Thursday, June 14, 2012

"Happy Wife, Happy Life"

Proverbs 18:21-22
      "Death and life are in the power of the tongue: and they that love it shall eat the fruit thereof. Whoso findeth a wife findeth a good thing, and obtaineth favor of the Lord."

    Everyone in the church knows these two verses individually. But, God asked me to consider that there may be a good reason they are together. I didn't have to consider long before I knew what He was trying to show me.
    I always hear "the wife/mother sets the tone of the house". I believe that and God has given me several examples of life with a cranky woman (Proverbs 21:19; Proverbs 25:24; Proverbs 27:15-16). But this passage in Proverbs 18 flew off the page at me as I read it... again.
    I think its something that Solomon would speak of the tongue and a wife in the same spot. These verse are great on their own, but when read together, they preach a whole different sermon! I am my husband's greatest influence, I can make him or break him quicker than anyone else. I have great power and I need to use it wisely. A wife, who uses her tongue wisely, is a treasure and, these days, a very rare find!
    If I love my tongue and the power it holds I will take great care for it. After all, I don't want the fruit I eat to be rotten!

    This bit of my heart as been quite convicting to me, as I tend to be a bit mouthy and am known for wanting the last word. I pray this was an encouragement for you as well. If you are not yet a wife, I hope this is something you can store away in your heart for the future.

God Bless!
  ~Becky

Monday, April 23, 2012

Be blameless!

Philippians 2:14-15 "Do all things without murmurings and disputings: That ye may be blameless and harmless, the sons of God, without rebuke, in the midst of a crooked and perverse nation, among whom ye shine as lights in the world;"

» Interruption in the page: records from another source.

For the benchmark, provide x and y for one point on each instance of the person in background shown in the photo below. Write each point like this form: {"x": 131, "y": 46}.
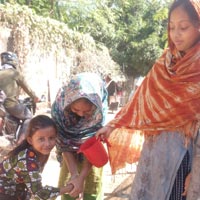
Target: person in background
{"x": 165, "y": 109}
{"x": 20, "y": 171}
{"x": 79, "y": 111}
{"x": 111, "y": 88}
{"x": 11, "y": 82}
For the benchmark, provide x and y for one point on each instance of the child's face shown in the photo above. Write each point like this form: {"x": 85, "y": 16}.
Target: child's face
{"x": 183, "y": 33}
{"x": 43, "y": 140}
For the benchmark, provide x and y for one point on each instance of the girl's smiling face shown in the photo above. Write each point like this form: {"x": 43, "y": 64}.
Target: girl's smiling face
{"x": 43, "y": 140}
{"x": 183, "y": 32}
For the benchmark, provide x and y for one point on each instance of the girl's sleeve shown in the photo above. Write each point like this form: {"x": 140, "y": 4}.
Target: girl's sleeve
{"x": 30, "y": 175}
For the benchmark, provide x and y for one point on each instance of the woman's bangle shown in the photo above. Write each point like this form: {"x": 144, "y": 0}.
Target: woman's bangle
{"x": 74, "y": 176}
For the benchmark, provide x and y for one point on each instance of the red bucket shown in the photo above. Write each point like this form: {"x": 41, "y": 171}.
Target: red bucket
{"x": 94, "y": 151}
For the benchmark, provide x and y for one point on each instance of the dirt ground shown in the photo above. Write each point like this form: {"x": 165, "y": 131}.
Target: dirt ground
{"x": 116, "y": 186}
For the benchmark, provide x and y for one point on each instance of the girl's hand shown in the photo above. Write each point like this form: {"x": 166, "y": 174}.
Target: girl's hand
{"x": 104, "y": 132}
{"x": 187, "y": 183}
{"x": 78, "y": 184}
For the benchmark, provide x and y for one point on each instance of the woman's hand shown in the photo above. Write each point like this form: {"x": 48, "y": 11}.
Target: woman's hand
{"x": 78, "y": 184}
{"x": 104, "y": 132}
{"x": 187, "y": 183}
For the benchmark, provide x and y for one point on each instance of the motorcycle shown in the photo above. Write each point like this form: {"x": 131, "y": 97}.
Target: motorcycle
{"x": 12, "y": 129}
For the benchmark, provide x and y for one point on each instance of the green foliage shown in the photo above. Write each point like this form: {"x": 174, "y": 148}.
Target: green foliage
{"x": 133, "y": 30}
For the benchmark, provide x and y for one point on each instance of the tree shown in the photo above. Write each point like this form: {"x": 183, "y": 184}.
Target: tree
{"x": 133, "y": 30}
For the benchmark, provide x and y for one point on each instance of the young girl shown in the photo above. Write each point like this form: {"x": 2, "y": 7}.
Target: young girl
{"x": 20, "y": 172}
{"x": 166, "y": 109}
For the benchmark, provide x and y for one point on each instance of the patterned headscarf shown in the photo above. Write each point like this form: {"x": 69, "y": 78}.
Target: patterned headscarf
{"x": 167, "y": 100}
{"x": 74, "y": 130}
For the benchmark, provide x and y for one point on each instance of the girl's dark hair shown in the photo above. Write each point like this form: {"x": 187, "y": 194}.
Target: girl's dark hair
{"x": 35, "y": 124}
{"x": 188, "y": 7}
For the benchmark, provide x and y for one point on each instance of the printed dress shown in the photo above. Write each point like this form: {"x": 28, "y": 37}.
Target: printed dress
{"x": 23, "y": 172}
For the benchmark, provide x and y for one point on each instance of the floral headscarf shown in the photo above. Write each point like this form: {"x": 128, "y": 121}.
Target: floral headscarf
{"x": 74, "y": 130}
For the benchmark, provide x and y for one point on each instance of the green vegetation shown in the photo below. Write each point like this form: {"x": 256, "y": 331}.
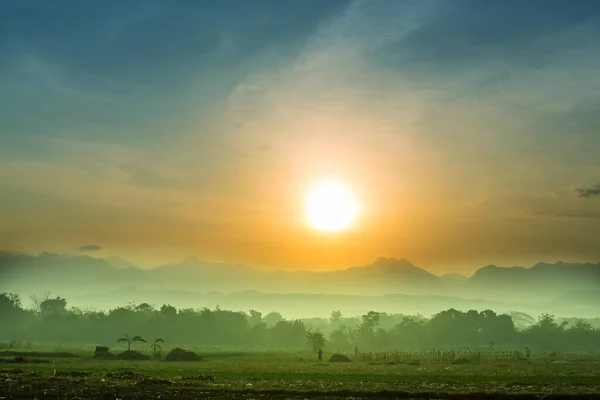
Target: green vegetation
{"x": 250, "y": 355}
{"x": 52, "y": 321}
{"x": 130, "y": 340}
{"x": 248, "y": 374}
{"x": 156, "y": 347}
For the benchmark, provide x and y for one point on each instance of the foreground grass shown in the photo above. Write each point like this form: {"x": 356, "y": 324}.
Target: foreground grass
{"x": 282, "y": 374}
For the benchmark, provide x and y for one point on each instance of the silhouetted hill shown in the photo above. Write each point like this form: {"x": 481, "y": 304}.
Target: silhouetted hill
{"x": 541, "y": 279}
{"x": 561, "y": 285}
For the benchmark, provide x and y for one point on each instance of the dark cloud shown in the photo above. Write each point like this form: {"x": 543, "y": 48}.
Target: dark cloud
{"x": 589, "y": 192}
{"x": 90, "y": 247}
{"x": 492, "y": 32}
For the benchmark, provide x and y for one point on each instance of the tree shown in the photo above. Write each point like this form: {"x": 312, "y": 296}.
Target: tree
{"x": 38, "y": 300}
{"x": 315, "y": 339}
{"x": 272, "y": 318}
{"x": 130, "y": 340}
{"x": 156, "y": 348}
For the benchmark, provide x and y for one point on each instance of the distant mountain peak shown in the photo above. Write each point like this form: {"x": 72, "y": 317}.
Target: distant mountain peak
{"x": 392, "y": 263}
{"x": 119, "y": 263}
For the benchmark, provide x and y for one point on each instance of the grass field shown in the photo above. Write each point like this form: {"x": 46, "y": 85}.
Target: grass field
{"x": 286, "y": 375}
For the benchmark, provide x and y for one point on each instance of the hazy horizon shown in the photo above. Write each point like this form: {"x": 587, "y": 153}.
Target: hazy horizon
{"x": 466, "y": 132}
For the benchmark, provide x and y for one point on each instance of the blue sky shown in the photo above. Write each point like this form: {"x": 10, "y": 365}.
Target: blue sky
{"x": 184, "y": 127}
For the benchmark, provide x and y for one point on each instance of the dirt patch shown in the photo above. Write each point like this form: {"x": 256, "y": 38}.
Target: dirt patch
{"x": 154, "y": 381}
{"x": 105, "y": 356}
{"x": 59, "y": 354}
{"x": 182, "y": 355}
{"x": 129, "y": 375}
{"x": 339, "y": 358}
{"x": 22, "y": 360}
{"x": 131, "y": 355}
{"x": 18, "y": 372}
{"x": 73, "y": 374}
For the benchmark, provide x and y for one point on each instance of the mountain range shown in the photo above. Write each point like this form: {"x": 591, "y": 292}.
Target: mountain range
{"x": 558, "y": 286}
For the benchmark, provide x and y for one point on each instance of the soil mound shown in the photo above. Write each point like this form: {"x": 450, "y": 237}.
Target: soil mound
{"x": 339, "y": 358}
{"x": 22, "y": 360}
{"x": 53, "y": 354}
{"x": 128, "y": 375}
{"x": 132, "y": 355}
{"x": 182, "y": 355}
{"x": 105, "y": 356}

   God led me to this passage a few days ago while I was thinking (more like dwelling) on something I WAS NOT looking forward to. I didn't want to do it because the atmosphere wasn't ideal. Cussing, attitudes, unbelievers. But, I really didn't have a choice in the matter. I had been praying that God use me more. Give me opportunities to witness and be a testimony. I just kept thinking, "I wish you would have run this one by me first, God". But God doesn't work that way. I knew when I prayed "God unsettle me" that that's exactly what He'd do! I was certainly unsettled.

   This passage hit me right in the heart. God called me to a place and this is what He has asked of me. To not whine about it and keep a Christ like attitude regardless of who/what is around me. It reminds me of a what Paul said to Titus "In all things shewing thyself a pattern of good works: in doctrine shewing uncorruptness, gravity, sincerity, Sound speech, that cannot be condemned; that he that is of the contrary part may be ashamed, having no evil thing to say of you." (Titus 2:7-8). Also "Having a good conscience; that, whereas they speak evil of you, as of evildoers, they may be ashamed that falsely accuse your good conversation in Christ." (I Peter 3:16). What an encouragement! Live a life that no one can say anything wrong against you, and even if they tried no one would believe it!

   That's what I strive to do, and challenge you to do the same. I want to live my life so no one can speak evil of me and if they did people's first response is "No, not Becky. That's not how she is".